Gilbert White – Letter XX


Who was Gilbert White?

Gilbert White was born in Selborne and spent most of his life in the village, dying there in 1793. For over 40 years he ministered to the village – he recorded 313 people as living in the village in 1783. He adored Selborne and its people. “The parish of Selborne lies in the extreme eastern corner of the county of Hampshire, …near mid-way between the towns of Alton and Petersfield. The soils of this district are almost as various and diversified as the views and aspects. The high part of the south-west consists of a vast hill of chalk, rising three hundred feet above the village, and is divided into a sheep-down, the high wood and a long hanging wood, called The Hanger…. We abound with poor; many of whom are sober and industrious, and live comfortably in good stone or brick cottages, which are glazed, and have chambers above stairs: mud buildings we have none. Besides the employment from husbandry the men work in hop gardens, of which we have many; and fell and bark timber. The inhabitants enjoy a good share of health and longevity: and the parish swarms with children.”

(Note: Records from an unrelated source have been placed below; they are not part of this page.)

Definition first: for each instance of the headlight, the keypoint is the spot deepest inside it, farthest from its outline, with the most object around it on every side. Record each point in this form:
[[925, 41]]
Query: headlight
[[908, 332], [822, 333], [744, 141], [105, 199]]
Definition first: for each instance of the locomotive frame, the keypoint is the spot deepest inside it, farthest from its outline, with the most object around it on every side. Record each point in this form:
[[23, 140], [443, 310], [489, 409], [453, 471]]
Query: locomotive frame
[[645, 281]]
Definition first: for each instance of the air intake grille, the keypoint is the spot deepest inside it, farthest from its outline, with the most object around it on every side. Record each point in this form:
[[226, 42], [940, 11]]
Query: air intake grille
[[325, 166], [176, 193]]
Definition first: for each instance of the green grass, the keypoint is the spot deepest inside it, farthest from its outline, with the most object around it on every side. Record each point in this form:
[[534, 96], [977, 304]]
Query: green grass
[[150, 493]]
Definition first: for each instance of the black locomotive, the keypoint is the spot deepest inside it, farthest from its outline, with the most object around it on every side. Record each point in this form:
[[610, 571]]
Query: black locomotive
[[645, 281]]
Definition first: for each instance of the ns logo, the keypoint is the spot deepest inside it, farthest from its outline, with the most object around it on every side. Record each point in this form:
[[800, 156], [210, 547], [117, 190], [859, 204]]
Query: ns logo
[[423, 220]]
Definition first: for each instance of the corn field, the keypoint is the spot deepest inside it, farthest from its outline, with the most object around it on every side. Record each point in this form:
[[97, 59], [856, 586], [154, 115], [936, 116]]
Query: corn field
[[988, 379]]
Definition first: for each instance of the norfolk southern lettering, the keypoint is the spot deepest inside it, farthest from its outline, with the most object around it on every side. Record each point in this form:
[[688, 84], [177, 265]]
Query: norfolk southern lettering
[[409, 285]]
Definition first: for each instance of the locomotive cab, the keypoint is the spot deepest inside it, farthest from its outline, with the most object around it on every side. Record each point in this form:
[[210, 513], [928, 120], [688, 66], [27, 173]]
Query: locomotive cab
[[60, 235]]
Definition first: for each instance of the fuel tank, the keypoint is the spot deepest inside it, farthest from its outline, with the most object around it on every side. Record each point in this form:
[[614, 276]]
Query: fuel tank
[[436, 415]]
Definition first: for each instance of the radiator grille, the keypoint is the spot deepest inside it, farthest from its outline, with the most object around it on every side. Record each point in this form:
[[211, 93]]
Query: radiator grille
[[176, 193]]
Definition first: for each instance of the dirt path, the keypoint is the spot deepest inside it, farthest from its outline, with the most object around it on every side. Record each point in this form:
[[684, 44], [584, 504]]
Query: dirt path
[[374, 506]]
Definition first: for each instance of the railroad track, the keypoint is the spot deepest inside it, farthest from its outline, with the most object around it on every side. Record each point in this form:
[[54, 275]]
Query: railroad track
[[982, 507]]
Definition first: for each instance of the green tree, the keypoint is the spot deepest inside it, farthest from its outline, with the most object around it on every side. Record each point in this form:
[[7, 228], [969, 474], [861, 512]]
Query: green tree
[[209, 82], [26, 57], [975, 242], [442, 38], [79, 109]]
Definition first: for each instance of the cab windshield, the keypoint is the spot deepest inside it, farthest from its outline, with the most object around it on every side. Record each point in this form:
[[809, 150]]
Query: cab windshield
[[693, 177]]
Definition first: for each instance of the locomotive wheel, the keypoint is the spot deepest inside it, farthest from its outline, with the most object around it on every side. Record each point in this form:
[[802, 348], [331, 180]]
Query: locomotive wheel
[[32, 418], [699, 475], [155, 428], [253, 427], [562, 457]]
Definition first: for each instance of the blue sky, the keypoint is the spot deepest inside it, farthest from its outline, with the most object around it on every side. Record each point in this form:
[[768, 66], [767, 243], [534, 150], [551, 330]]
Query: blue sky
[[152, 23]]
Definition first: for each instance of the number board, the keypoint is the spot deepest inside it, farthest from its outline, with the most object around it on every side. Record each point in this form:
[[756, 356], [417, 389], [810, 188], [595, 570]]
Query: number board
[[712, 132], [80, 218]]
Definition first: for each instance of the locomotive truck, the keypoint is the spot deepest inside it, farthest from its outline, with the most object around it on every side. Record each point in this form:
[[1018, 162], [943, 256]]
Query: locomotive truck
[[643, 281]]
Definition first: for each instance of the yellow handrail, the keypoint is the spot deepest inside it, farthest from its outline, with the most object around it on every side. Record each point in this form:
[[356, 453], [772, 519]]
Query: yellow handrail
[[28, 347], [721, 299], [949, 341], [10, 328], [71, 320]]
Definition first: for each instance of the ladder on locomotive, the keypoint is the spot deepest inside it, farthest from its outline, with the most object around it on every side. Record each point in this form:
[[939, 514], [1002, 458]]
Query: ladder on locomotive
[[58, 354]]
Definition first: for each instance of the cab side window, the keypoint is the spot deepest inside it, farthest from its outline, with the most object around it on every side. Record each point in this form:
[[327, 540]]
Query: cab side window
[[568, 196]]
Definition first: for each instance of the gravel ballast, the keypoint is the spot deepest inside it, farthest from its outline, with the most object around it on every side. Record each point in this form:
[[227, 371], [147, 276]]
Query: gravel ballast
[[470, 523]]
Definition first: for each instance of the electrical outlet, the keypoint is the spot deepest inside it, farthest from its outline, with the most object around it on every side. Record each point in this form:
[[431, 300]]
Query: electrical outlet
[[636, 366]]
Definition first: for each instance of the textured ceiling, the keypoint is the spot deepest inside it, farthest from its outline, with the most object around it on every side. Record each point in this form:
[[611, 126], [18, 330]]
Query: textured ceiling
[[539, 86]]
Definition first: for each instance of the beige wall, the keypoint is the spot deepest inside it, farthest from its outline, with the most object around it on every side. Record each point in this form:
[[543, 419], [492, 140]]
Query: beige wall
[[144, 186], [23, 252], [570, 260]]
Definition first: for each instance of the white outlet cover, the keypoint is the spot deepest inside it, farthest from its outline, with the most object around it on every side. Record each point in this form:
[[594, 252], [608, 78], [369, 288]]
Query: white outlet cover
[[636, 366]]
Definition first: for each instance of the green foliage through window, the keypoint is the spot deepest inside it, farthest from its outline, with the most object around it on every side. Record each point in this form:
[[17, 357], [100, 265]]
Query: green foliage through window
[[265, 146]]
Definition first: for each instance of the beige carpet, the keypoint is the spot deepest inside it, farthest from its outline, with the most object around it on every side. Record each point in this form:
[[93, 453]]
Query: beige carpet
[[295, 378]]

18th C Selborne – illustration by Hieronymous Grimm for The Natural History of Selborne

Gilbert White’s great book, The Natural History of Selborne, was published in 1789. Glowing reviews from contemporaries turned it into a best seller - “ A sagacity of observation runs through the work. Men of intelligence like him are wanted, to promote an intimacy between the library and the plough.”(The Gentleman’s Magazine, January 1789). “A more delightful, or more original work than Mr. White’s History of Selborne has seldom been published.” (The Topographer, April 1789.) “The Natural History of Selborne ought to have a place among the household books of every English family” (The Quarterly Review, January, 1828).

The Natural History of Selborne has gone through countless editions, in dozens of languages, and is now one the world’s most published and admired books.